Ancak gardiyanlar teslim olmayacaktı. Her fırsatta karşılaştıkları zorluklara rağmen seri katilin davasını çözmeye çalışmaya devam ettiler. Soruşturmanın konusu, polisi, Almanların ya yok etmeyi başaramadığı ya da basitçe unuttukları Gestapo arşivine götürdü. Polis, ünlü Ivan Dreyfus'un sorgulama protokollerini buldu. Onlar sayesinde Dr. Eugene kisvesi altında saklanan kişinin Petiot olduğunu kanıtlayabildiler.

Katilin aranması tüm Fransa'yı sardı. Ekim 1944'ün sonunda, Paris yakınlarındaki banliyö istasyonlarından birinde polis, kimlik kontrolü sırasında bir adamı durdurdu. Belgelere göre adı, eski bir asker ve Direniş üyesi olan Henri Valerie Watterwald'dı. Ancak Watterwald'ın görünüşü ve davranışı gardiyanlar arasında şüphe uyandırdı. Kontrol ettikten sonra sıradan jandarmaların kanlı doktoru yakalamayı başardığı ortaya çıktı.

Petiot, sorgulamalar sırasında kendinden emin davrandı. Doktor Direniş hakkında bir çizgi çizerek polisi onun yalnızca Almanları ve Fransa'ya ihanet edenleri öldürdüğüne ikna etmeye çalıştı. Marcel ayrıca, "vatan düşmanı" statüsüne rağmen, onları olabildiğince insanca hayatlarından mahrum ettiğini söyledi: ya zehir enjekte etti ya da kahveye zehir ekledi.

Ancak bu, Fransız "serisini" kurtarmadı. Soruşturma 26 kişinin öldürüldüğünü kanıtladı. Sonuç, giyotin yardımıyla ölüm cezasıdır. Karar, yalnızca Mayıs 1946'nın sonunda gerçekleştirildi. Ancak polis, doktorun kaç kişiyi öldürdüğünü bulamadı. En muhafazakar tahminlere göre, 63 kurbanın elinde kan var.

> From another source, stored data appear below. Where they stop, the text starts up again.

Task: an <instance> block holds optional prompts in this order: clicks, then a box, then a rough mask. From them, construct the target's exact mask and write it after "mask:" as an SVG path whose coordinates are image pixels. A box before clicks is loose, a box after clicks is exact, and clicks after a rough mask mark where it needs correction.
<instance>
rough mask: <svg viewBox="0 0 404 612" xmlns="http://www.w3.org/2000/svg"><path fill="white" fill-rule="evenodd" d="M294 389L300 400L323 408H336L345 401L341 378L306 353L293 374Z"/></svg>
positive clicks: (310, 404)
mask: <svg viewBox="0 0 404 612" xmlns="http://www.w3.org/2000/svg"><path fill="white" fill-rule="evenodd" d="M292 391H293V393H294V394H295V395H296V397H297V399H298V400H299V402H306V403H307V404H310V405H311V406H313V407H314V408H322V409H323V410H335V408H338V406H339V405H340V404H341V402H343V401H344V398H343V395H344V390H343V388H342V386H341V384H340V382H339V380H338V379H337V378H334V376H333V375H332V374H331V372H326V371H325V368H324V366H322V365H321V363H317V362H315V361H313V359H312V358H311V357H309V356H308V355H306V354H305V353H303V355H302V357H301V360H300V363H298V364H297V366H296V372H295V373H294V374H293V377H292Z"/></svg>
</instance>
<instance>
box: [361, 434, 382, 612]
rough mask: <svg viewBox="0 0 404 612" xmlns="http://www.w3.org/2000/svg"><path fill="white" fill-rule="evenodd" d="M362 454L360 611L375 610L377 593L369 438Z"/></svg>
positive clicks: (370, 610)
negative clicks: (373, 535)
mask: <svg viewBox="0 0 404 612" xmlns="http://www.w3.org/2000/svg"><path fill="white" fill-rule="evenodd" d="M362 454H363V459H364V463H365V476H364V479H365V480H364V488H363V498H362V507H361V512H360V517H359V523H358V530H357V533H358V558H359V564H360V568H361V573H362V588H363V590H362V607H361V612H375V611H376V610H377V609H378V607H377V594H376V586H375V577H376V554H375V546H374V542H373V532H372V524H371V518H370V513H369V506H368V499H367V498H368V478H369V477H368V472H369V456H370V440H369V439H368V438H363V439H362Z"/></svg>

Duruşma devam ederken, Fransız medyası katil hakkında haberler yayınladı. Ve her birinde yeni bir takma adı vardı: "Parisli kasap", "Rue Leser'den canavar" ve diğerleri. Ama yine de asıl takma ad "Doktor Şeytan" idi. Fransa'nın suç tarihine bu isim altında girdi.